/ 6 May 2021

Zondo commission gets R75-million, but still needs more funding

South African Justice Raymond Zondo Hints On A Possible Extension Of The Inquiry Into State Capture
Acting Chief Justice Raymond Zondo (Photo by Veli Nhlapo/Sowetan/Gallo Images via Getty Images)

A fresh allocation of R75-million from the budget of the department of justice will enable the Zondo commission to pay its staff, but more money is needed to allow it to complete its mandate, the department said on Thursday.

“We have found R75-million by redirecting money from justice programmes,” said justice department spokesperson Chrispin Phiri.

“It will enable the commission to pay its investigators, some of it is back payment,” he added, recalling that the state capture inquiry has struggled in recent months to pay staff.

Justice Minister Ronald Lamola has confirmed to the portfolio committee on justice that the sum was not the full amount required by the commission to complete its work.

His office said the expectation was that not the rest of the funding necessarily be found from the justice budget, and that talks with the treasury were ongoing.

“The director generals of justice and treasury are still in discussion as to how this can be achieved,” Lamola said

The treasury could not immediately comment.
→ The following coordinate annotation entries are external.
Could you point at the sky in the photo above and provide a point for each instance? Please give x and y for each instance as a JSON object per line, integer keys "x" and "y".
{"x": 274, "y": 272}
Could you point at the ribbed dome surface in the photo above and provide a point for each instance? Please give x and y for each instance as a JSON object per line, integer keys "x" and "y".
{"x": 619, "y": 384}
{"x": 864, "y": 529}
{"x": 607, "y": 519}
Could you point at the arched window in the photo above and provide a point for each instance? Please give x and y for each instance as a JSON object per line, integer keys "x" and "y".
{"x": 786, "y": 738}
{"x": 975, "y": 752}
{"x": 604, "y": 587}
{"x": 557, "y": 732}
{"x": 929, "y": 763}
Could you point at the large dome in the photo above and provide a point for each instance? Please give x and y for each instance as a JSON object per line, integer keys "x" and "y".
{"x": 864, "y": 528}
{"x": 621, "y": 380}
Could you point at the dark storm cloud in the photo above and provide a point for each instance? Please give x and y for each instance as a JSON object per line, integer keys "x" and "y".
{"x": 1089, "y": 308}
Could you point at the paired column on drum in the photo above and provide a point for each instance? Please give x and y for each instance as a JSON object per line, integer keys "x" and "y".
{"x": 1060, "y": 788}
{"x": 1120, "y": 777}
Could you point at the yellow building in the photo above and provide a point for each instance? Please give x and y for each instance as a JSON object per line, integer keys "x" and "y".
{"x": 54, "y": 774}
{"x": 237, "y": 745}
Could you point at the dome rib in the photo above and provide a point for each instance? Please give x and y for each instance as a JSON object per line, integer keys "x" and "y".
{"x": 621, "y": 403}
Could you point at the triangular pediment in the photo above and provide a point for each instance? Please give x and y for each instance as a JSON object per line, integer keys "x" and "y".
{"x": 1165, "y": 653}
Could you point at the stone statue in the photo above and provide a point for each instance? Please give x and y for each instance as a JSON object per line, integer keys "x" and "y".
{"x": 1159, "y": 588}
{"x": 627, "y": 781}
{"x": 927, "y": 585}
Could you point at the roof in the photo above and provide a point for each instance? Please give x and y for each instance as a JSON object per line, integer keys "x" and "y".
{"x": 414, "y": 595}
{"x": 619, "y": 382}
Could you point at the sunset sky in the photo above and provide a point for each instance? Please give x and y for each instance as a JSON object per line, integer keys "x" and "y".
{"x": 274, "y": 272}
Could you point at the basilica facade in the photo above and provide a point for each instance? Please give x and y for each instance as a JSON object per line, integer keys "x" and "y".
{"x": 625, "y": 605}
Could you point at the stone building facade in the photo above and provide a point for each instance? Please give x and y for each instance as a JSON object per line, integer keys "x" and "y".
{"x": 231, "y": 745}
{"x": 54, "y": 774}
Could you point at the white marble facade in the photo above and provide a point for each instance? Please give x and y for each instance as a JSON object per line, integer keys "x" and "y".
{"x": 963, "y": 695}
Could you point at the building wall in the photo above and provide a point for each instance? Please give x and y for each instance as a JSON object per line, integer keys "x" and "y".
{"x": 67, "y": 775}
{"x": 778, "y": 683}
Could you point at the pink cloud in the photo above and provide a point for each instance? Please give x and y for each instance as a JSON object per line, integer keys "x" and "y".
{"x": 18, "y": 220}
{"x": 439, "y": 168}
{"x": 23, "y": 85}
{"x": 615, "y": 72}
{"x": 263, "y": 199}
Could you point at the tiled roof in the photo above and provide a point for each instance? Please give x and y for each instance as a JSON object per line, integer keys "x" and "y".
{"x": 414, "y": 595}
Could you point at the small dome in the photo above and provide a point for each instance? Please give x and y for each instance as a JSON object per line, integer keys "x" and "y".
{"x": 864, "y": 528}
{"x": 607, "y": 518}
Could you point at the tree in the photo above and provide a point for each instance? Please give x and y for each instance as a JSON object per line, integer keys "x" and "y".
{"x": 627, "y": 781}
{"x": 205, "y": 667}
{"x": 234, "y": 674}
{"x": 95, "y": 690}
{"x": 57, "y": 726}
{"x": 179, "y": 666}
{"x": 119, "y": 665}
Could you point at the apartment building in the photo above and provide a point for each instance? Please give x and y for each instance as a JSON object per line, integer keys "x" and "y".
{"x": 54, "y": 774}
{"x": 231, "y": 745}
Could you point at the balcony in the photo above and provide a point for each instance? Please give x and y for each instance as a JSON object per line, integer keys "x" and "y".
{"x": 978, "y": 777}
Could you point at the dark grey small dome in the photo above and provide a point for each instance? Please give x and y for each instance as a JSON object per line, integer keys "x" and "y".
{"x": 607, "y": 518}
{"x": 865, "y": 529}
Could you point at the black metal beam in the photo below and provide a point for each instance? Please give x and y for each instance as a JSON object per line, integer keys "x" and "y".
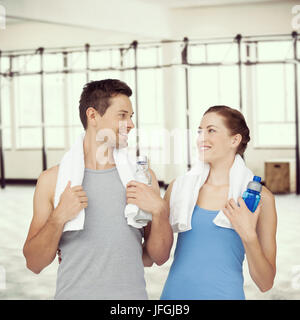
{"x": 184, "y": 61}
{"x": 134, "y": 45}
{"x": 1, "y": 144}
{"x": 44, "y": 156}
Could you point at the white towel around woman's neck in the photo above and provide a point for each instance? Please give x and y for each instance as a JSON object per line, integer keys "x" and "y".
{"x": 186, "y": 188}
{"x": 71, "y": 168}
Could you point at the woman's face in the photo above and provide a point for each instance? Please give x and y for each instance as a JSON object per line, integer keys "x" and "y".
{"x": 214, "y": 139}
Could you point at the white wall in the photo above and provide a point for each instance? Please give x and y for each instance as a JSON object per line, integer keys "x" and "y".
{"x": 248, "y": 19}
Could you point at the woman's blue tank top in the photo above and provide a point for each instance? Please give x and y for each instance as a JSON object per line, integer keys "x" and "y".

On budget day in February, Finance Minister Tito Mboweni brushed off questions about the financial shortfalls of the commission, suggesting there would be no further allocations.

“This perpetual extension of the inquiry into state capture is not really conducive. They must finish their work … It must end at some stage unless their DG [director general]  has anything to say. I don’t think I’m going to sign up on another tranche of cash to the state capture commission. They must finish their work,” Mboweni said.

At that point, finance director general Dondo Mogajane said the treasury would help the justice department to reprioritise its budget to help the commission, but raised concerns about some of the costs of the inquiry, suggesting that it might review the salaries of lawyers in its employ.

It emerged at the same time that the commission had not been able to pay some investigators for months; its secretary, Itumeleng Mosala, blamed delayed disbursements from the treasury.

On Thursday, the treasury did not immediately reply to a request for confirmation that it was now considering allocating additional funding to the commission.

The commission had, by March, cost about R800-million. 

Its mandate was extended for a final time by the high court in Pretoria in February until the end of June. 

Phiri said though it was obviously not ideal to remove funding from other justice programmes, there was an understanding within the department regarding the importance of the work, particularly because the investigations of the commission feed into the work of the National Prosecuting Authority (NPA).

This follows a presidential proclamation last year that gave the NPA access to evidence gathered by the state capture inquiry.

The commission, which began sitting in August 2018, was initially expected to complete its investigation into the raft of rent-seeking scandals that have embroiled the state for more than a decade within 180 days.

Lamola in March said it was not anticipated that the commission’s work would take on the magnitude and complexity it did, and undertook to mobilise more money from within his department to help it confront the challenges it faced.